Obesity and depth of target nerves also have a significant effect on the performance of the block. We conducted a post-hoc analysis to assess the effect of BMI and depth on the performance time with both medial and lateral approaches. We stratified the study population into two groups based on two factors (BMI and depth of the cords) and analysed the results. The mean performance time was 9.95 min in patients with BMI < 25 and 12.68 min in patients with BMI > 25, which was statistically significant (P = 0.024). Similarly, the mean performance time was 8.28 min in patients with a depth < 3 cm and 11.44 min in patients with a depth > 3 cm, which was statistically significant (P = 0.012). No other studies have correlated these two variables. We assume that the greater the BMI and depth at the midclaviculoacromial point, the greater will be the performance time due to greater needling angulation associated with greater depth.
LimitationS
Our study had several limitations. It is a single-centre trial with a limited sample size. The primary investigator could not be blinded to the primary outcome. Our analysis of BMI and depth was not comprehensive and was only a post hoc analysis for the limited sample size.
Conclusions
Our study has formally assessed the feasibility and patient-specific block dynamics of the medial approach of the CCB and compared it with the lateral approach of the CCB. The study results showed that the costoclavicular brachial plexus block by the medial approach is not better than the lateral approach in terms of performance time and number of needle manipulations and is difficult to perform.
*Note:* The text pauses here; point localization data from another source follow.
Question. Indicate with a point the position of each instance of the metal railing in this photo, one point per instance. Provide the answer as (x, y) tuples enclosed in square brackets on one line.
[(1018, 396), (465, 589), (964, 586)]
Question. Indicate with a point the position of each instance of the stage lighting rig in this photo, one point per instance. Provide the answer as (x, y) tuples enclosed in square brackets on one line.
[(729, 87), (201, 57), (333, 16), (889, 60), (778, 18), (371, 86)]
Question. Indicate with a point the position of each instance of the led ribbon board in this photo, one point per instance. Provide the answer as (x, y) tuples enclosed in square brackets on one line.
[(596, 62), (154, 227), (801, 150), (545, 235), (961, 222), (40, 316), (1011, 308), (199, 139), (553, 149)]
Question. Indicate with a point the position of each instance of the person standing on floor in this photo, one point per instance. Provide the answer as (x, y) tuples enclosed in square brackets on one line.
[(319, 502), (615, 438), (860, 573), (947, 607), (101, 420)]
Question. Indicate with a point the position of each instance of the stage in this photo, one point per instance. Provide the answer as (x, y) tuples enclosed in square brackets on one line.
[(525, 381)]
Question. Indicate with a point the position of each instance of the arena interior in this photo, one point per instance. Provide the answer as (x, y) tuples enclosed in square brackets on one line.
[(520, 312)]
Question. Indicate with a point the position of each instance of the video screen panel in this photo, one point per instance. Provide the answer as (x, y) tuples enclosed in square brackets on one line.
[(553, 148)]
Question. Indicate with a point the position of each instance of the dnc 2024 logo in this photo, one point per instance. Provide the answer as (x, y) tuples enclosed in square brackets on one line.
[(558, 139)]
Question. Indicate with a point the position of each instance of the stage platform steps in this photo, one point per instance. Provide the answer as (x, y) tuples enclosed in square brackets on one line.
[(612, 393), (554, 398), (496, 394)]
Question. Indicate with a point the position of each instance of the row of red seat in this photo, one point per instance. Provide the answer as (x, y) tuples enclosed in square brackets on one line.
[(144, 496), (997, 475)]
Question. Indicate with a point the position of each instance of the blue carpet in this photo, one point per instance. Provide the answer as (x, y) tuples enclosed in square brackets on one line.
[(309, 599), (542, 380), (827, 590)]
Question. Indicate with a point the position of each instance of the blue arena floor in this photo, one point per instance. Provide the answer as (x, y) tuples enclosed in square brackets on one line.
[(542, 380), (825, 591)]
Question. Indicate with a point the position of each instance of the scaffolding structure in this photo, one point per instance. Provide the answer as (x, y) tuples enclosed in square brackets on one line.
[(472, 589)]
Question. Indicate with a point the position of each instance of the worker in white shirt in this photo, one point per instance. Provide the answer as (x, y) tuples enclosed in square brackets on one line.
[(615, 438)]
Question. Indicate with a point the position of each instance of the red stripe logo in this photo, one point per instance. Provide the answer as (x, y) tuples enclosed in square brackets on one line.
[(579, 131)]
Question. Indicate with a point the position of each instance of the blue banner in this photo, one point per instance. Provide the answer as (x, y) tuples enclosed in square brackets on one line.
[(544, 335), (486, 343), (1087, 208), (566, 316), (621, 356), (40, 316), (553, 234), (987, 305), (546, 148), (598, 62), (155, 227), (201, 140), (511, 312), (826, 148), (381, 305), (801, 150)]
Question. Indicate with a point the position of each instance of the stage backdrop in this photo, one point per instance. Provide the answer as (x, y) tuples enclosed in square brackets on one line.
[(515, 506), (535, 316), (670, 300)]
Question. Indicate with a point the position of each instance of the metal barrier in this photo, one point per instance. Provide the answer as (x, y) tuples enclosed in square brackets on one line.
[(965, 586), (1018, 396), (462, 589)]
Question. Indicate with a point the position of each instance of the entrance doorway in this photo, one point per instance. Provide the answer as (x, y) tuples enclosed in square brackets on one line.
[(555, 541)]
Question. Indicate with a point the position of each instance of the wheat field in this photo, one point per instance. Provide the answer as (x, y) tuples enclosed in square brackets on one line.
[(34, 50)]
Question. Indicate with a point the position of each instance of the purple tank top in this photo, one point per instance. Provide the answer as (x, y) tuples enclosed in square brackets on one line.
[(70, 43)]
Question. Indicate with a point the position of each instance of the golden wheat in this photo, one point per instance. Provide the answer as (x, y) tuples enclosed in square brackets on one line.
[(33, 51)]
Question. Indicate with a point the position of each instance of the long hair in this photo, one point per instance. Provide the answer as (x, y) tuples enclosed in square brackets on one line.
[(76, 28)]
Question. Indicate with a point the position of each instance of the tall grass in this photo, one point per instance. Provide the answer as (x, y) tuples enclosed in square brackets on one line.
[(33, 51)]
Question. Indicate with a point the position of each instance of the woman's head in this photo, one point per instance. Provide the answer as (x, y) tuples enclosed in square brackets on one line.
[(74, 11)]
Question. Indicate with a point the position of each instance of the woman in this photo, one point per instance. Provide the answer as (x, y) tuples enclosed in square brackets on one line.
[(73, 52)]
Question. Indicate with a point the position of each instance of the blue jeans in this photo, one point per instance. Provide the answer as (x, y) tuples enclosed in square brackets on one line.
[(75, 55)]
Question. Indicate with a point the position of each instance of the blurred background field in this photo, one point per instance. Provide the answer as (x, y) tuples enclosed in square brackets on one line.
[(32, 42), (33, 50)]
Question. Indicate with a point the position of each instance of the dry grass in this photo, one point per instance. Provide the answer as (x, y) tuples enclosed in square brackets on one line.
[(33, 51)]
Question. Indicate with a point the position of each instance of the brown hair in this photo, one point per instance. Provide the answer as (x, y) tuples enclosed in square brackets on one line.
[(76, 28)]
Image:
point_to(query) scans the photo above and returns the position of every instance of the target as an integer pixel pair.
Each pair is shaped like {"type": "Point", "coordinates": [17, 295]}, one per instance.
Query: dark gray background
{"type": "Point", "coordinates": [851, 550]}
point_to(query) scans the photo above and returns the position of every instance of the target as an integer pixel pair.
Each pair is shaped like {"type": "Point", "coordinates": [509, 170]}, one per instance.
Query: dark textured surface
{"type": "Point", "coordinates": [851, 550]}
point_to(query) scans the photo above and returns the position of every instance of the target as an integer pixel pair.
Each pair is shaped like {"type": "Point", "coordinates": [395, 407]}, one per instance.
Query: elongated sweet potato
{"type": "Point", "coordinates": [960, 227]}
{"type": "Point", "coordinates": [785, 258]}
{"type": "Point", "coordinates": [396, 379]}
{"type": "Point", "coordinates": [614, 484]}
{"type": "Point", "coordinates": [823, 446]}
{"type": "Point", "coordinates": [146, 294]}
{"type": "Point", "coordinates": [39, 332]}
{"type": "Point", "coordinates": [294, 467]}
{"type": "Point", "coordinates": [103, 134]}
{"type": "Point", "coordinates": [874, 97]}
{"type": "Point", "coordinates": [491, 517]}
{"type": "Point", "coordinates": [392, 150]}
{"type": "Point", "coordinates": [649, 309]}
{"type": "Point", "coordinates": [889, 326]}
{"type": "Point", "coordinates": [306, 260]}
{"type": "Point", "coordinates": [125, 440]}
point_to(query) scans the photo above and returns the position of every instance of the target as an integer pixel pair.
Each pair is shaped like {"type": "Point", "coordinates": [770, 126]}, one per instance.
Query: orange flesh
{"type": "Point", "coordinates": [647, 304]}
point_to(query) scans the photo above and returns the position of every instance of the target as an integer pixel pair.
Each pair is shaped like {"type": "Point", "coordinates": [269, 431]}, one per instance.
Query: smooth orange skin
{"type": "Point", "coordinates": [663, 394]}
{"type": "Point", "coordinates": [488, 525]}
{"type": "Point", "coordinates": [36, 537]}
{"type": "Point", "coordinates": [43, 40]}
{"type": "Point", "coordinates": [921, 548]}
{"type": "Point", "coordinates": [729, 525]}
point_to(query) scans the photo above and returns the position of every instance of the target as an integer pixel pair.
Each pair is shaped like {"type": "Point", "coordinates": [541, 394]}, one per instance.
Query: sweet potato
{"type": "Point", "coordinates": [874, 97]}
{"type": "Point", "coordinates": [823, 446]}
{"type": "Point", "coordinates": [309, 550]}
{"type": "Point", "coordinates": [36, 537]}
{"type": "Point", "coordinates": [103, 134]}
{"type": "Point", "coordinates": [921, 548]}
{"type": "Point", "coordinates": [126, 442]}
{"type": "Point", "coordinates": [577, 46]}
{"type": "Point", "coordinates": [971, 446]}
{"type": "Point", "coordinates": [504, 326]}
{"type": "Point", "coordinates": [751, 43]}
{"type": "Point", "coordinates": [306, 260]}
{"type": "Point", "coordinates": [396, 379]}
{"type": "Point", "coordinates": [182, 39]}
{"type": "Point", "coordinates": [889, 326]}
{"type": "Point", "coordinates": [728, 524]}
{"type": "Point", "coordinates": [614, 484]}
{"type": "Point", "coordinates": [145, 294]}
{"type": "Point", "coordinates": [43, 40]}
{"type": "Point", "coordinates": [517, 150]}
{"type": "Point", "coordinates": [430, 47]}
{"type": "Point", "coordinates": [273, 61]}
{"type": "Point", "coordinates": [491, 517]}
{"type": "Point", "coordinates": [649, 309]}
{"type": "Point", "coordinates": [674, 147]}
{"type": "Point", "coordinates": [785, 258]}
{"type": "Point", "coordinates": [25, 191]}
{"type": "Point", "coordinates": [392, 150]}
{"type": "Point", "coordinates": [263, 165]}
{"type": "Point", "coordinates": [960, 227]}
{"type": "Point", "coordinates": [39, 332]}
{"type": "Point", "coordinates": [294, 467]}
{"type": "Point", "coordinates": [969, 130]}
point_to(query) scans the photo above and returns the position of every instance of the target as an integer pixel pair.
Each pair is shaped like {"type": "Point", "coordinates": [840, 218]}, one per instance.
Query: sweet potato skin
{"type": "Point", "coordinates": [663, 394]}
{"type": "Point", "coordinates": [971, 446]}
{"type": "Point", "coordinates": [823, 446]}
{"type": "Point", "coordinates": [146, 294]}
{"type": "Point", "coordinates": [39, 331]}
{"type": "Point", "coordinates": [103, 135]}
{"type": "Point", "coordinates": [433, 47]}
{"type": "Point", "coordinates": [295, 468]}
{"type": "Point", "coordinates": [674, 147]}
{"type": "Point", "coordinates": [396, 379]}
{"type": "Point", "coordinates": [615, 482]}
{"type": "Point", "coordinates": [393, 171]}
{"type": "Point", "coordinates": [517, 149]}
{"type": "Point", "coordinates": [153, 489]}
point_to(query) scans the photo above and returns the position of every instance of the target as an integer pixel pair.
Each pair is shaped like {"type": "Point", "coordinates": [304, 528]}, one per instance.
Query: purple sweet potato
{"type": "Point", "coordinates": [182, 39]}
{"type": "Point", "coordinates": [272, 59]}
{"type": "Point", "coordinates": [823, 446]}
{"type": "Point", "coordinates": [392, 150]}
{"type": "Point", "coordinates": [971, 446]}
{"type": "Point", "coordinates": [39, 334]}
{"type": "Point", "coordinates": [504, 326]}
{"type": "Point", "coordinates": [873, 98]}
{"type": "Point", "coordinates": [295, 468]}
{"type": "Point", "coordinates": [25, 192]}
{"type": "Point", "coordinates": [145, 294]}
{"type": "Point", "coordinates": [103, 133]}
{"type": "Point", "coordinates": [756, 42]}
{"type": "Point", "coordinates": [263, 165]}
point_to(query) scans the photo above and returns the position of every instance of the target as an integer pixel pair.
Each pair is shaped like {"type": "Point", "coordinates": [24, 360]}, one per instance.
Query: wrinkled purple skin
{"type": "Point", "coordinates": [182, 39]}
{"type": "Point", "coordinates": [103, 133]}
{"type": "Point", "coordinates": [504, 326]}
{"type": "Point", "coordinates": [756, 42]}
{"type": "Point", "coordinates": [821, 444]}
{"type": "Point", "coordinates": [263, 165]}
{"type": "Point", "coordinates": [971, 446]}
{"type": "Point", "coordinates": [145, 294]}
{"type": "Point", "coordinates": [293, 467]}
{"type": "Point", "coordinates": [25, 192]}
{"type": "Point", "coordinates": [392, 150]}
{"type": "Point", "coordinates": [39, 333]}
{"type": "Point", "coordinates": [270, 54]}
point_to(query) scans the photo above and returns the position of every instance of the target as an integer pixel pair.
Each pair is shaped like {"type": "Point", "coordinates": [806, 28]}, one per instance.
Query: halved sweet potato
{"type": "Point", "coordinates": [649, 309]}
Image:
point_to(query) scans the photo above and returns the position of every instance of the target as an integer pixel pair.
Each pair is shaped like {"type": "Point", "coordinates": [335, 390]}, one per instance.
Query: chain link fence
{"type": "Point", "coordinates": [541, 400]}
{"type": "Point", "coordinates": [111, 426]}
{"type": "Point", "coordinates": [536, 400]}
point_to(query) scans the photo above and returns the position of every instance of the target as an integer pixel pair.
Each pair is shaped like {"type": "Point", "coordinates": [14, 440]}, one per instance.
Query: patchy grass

However, the block success rate and block onset time were similar, and the medial approach is not inferior to the lateral approach to achieve the desired block. We also assessed the diaphragm functions and found that none of the patients had phrenic nerve palsy. We further found that obesity and increased plexus depth add to the difficulty and increase the time required to perform the block. In the absence of any clear advantage of the medial approach over the conventional approach, we cannot recommend the medial approach over the lateral approach.